Megan McArdle doesn’t view this latest attempt to “fix” Obamacare with any great optimism:
Mitch McConnell is once again announcing that the Senate is going to come out with a new health-care bill and try to hold a vote next week. That exhaustion you feel is the same despair that seeps over you when a pair of ill-matched friends announce for the 17th time that they’re getting back together.
As with those friends (we all have them, don’t we?) there seems to be no set of mutual goals upon which a durable partnership can be built. Many Republican legislators want Obamacare to die. Others would probably attend the funeral with ill-concealed delight, but they don’t want a reputation for having killed it. Still others would like to be able to tell voters that they “did something” about Obamacare, even though in reality they are loath to actually, you know, do something — because their states would lose money, or voters would lose insurance.
[Wearily] So what can be done here? Realistically.
As an exercise on paper, the answer is easy:
- Stop trying to make this a tax-cut bill, and focus on reforms that can pave the way to fiscal stability, and dismantling many of the perverse incentives that have so distorted our health-care system.
- Leave Obamacare’s taxes intact. (Yes, even the dumb ones, of which there are many.)
- Turn Medicaid into a fixed grant rather than an open-ended entitlement, either by making it a block grant, or switching to a flat per-beneficiary payout — but don’t try to make block grants a confusing cover for very deep cuts to the program.
- Provide generous funding to stabilize the individual health-insurance exchanges, but demand in return very wide latitude for states to decide how they stabilize their insurance markets — including jettisoning any of the Obamacare regulations they think are getting in the way.
- Meanwhile, move the system more aggressively toward health-savings accounts plus catastrophic insurance — and get Democrats on board by offering to have the government fund some portion of those health savings accounts for low-income citizens.
Is that my ideal health-care system? No. But it gives Republicans some of what they want (a more consumer-driven, pro-market program in the individual market, and a big start toward reforming the bloated and byzantine mess that is the Medicaid program). It gives Democrats some of what they want (money for people who don’t have very much of it, plus they don’t get splattered by the fallout of Obamacare exchanges melting down). In theory, it could pass.

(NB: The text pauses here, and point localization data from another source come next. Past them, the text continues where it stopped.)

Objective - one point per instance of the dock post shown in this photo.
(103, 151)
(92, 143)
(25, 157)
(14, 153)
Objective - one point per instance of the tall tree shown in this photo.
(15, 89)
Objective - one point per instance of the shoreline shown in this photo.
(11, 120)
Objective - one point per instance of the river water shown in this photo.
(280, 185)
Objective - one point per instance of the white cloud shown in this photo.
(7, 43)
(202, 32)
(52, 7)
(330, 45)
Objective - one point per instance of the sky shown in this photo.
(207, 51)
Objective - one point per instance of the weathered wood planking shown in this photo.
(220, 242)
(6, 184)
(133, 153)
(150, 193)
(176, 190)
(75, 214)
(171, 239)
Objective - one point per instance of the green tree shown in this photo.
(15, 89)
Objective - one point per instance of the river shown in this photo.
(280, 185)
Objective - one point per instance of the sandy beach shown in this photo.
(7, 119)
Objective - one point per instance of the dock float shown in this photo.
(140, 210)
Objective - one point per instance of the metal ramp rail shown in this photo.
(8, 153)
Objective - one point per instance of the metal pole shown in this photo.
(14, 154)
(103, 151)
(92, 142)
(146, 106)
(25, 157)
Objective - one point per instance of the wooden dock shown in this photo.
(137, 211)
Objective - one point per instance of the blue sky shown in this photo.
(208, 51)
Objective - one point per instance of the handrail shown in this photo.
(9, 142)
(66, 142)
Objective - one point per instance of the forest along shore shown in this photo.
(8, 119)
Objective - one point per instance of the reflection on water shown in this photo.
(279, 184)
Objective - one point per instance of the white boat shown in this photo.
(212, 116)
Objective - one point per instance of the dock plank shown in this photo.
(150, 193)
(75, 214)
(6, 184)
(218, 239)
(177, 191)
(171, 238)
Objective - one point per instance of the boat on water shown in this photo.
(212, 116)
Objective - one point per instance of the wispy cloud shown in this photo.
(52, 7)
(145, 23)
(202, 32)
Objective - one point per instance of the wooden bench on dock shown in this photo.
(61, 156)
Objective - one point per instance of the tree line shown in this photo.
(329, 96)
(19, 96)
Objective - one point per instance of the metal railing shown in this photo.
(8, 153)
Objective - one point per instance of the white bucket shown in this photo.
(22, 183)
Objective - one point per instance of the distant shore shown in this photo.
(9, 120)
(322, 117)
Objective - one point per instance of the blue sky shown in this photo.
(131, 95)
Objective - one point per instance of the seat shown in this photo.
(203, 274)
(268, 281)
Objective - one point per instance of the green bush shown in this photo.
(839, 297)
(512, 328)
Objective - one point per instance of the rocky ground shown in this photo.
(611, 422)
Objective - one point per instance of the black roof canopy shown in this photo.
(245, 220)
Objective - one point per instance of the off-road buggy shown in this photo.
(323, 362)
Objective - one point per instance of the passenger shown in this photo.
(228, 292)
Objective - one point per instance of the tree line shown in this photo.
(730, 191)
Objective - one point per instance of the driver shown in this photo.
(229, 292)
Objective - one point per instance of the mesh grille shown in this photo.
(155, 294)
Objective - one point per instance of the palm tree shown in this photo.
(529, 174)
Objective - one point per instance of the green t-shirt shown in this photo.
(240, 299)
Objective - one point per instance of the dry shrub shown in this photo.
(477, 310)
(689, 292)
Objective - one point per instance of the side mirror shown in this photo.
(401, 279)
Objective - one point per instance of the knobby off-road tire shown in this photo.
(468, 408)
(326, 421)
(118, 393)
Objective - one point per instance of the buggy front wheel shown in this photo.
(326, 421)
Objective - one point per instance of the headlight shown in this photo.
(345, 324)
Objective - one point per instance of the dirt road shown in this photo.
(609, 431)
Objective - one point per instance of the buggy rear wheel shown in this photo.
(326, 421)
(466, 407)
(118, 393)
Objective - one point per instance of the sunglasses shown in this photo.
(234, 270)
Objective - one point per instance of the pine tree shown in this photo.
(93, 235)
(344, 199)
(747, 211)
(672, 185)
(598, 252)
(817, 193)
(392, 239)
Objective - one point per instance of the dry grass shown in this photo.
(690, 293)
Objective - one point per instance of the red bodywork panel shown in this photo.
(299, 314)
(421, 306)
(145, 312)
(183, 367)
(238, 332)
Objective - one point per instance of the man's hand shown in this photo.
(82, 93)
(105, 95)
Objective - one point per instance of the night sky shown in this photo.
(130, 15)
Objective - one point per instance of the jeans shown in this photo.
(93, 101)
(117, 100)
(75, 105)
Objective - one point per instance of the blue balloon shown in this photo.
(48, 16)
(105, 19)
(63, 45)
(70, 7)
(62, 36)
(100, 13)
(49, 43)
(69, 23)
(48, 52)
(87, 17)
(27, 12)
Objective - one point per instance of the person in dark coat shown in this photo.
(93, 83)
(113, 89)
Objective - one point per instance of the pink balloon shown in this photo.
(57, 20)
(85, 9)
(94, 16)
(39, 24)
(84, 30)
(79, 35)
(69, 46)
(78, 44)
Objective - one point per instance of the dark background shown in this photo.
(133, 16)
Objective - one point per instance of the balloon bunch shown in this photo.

And in theory, I could play third base for the Yankees, if Joe Girardi were willing to hire me. The truth is that after years of complaining about obstructionism, Democrats have developed a sudden taste for the stuff; there’s a substantial faction of both politicians and voters who want the Democrats to stand by and do nothing, nothing, that Republicans might like. And even among those who think they want bipartisan compromise — well, I spend a lot of time listening to those folks, and when you get down to it, frequently their idea of a “compromise” is that they get a huge government program that costs hundreds of billions of dollars, and Republicans get trivial increases in the size of health-savings accounts, and maybe to twiddle with a few of the outer decimal points on growth rates. In other words, what they think is a vision of compromise is too often actually a vision of America ca. 1992, when Republicans were a minority party who had to come begging for crumbs.